Şampiyonlar Ligi\'nde dev tekrar
21. yüzyılın kulüplerarası en büyük futbol organizasyonu UEFA Şampiyonlar Ligi 21 yılı geride bıraktı. Birkaç hafta Şampiyonlar Ligi’nin bu 21 sezonunun analizini yapmak icap ediyor. Büyük bir birikim olmuş 90’lardan bugüne.

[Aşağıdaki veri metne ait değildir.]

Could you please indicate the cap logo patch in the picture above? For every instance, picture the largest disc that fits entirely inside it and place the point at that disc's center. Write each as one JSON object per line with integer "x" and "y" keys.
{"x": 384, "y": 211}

21 sezonda 7 ülkeyi gezmiş kupa. Birer kez giden Fransa, Hollanda ve Portekiz’i üzmeden istisna sayarsak, Almanya, İngiltere, İtalya ve İspanya takımları sırasıyla 3-4-5 ve 6 kere kazanmış en büyük kupayı. Kendi içinde emperyalist bir düzen. 21 kupanın 13’ünü 5 takım götürmüş eve. Real Madrid(3) – Barcelona(3) – Milan(3) – Manchester United (2) –Bayern Münih(2). İşin ilginci kazanamayan finalistlerin de tamamı bu 7 ülkenin 6’sından. Portekiz’in tek finalisti Porto 1’de 1 yapmış, Mourinho pek sevmez kaybetmeyi. 6 ülkeden gelen 21 farklı finalin mağduru da epi topu 13 farklı takımdan oluşuyor. Çok üzülmeye gerek yok, zira bu 13 takımın da 9’u farklı sezonlarda kupayı kaldırmış.
Özet şu, 21 sezonda toplam 42 farklı takımın final oynama olasılığı varken, final anını yaşayan takım sayısı sadece 17. Bir İspanyol, bir İtalyan, bir İngiliz ve bir Alman bir araya gelip fıkralara konu olmak yerine, “Neydi bizim kupanın adı?” muhabbeti yapsalar daha gerçekçi olabilir. Bu dört ülkeden birinin dahil olmadığı tek final 2004’ün Porto-Monaco finali! 42 finalistin 37’si 4 büyük ülkeden. Neredeyse Türkiye Ligi’ni andıran dominant bir hal. Halbuki Şampiyonlar Ligi’nin 8 ya da 16 takımla oynandığı ilk 5 sezonunda 10 finalist 5 farklı ülkeye dağılmış. Daha mı demokratikmiş ne?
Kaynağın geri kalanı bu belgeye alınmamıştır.